Cartoonist’s Day
Listen to the Recess! Clip
Author | John Cech |
Air Date | 5/3/2002 |
Cartoonist’s Day Transcript
While you’re spreading the newspaper this Sunday to finally catch up a little on your painting around the house, and you catch a glimpse of the comics underneath that gallon of pistachio green paint, remember that it’s Cartoonist’s Day, in honor of all those women and men who bring you laughs, adventures, and pithy social commentaries, in the most democratic, inexpensive, and ordinary of ways.

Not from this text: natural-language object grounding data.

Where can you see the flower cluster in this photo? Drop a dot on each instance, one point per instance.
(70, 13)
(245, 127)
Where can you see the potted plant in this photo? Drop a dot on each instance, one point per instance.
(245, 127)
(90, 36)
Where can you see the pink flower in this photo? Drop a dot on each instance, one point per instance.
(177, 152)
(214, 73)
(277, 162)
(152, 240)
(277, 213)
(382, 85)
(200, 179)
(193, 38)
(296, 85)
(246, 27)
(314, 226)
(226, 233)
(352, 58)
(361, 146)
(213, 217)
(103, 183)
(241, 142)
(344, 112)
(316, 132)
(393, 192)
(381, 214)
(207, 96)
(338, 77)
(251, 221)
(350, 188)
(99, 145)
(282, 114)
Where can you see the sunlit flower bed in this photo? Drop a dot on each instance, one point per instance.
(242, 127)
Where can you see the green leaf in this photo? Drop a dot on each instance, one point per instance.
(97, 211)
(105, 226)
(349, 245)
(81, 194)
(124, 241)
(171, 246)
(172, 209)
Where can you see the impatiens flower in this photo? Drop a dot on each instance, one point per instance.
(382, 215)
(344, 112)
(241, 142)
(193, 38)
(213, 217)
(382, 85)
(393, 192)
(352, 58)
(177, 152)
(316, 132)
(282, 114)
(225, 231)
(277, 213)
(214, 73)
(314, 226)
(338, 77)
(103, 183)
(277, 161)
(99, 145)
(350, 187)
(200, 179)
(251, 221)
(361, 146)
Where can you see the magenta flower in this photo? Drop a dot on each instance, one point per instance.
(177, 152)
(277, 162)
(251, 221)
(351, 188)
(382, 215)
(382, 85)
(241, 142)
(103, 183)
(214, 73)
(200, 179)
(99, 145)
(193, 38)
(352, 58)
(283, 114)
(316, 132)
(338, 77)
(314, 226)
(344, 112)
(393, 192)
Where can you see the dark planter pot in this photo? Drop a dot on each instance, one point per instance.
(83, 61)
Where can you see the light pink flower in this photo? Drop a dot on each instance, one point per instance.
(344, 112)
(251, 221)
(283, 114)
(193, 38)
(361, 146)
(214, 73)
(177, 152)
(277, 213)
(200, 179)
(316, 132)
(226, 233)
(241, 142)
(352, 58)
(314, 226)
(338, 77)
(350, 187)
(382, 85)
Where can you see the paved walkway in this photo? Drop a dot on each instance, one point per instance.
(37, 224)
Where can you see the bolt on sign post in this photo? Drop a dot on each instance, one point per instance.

And if you get the painting done early and have a chance to visit your local bookstore in the afternoon, you might take a look at some comics that are adding some extraordinary new dimensions to these well-worn forms. One of these glorious new comic books is Little Lit — Strange Stories for Strange Kids edited by Art Spiegelman and Francoise Mouly. It’s their follow up to a similiar, over-sized volume that they published last year, again with over a dozen intriguing pieces by some of the most interesting graphic storytellers at work today. Francois Roca gives us a picture of a city-scape, done in a fuzzy, art deco, 1930s style, in which we’re supposed to find 22 odd things, like the huge suspension bridge that vanishes into a tiny doorway in the sky. Jules Feiffer tells the meta-story about a critically astute boy who’s “trapped in a comic book.” But instead of being frightened by the muscle-bound super-heroes locked in combat all around him, he’s bored to tears by their antics. In “Pretty Ugly,” Ian Falconer and David Sedaris turn on its head the old adage about not making faces, lest you get stuck in one. Art Spiegelman (the award-winning creator of Maus and the guiding force behind these two volumes) offers us “The Several Selves of Selby Sheldrake,” about a little boy who looks like a younger version of the Waldo of the Where’s Waldo Books, who manages to discover, quite by accident, that he can replicate himself, and much to his consternation clones a room-full of appalling alter-egos. And in “Cereal Baby Keller,” Maurice Sendak weighs in with another one of his incomparable hungry baby fantasies about an infant who can (and does) literally eat everything. This is a quirky, funny, and wholly unusual collection of comics — for those older, more discriminating middle-school and teenage tastes, and for those adults who haven’t ever outgrown the narrative spell of comics. Believe me, you won’t want to set your paint can down on this.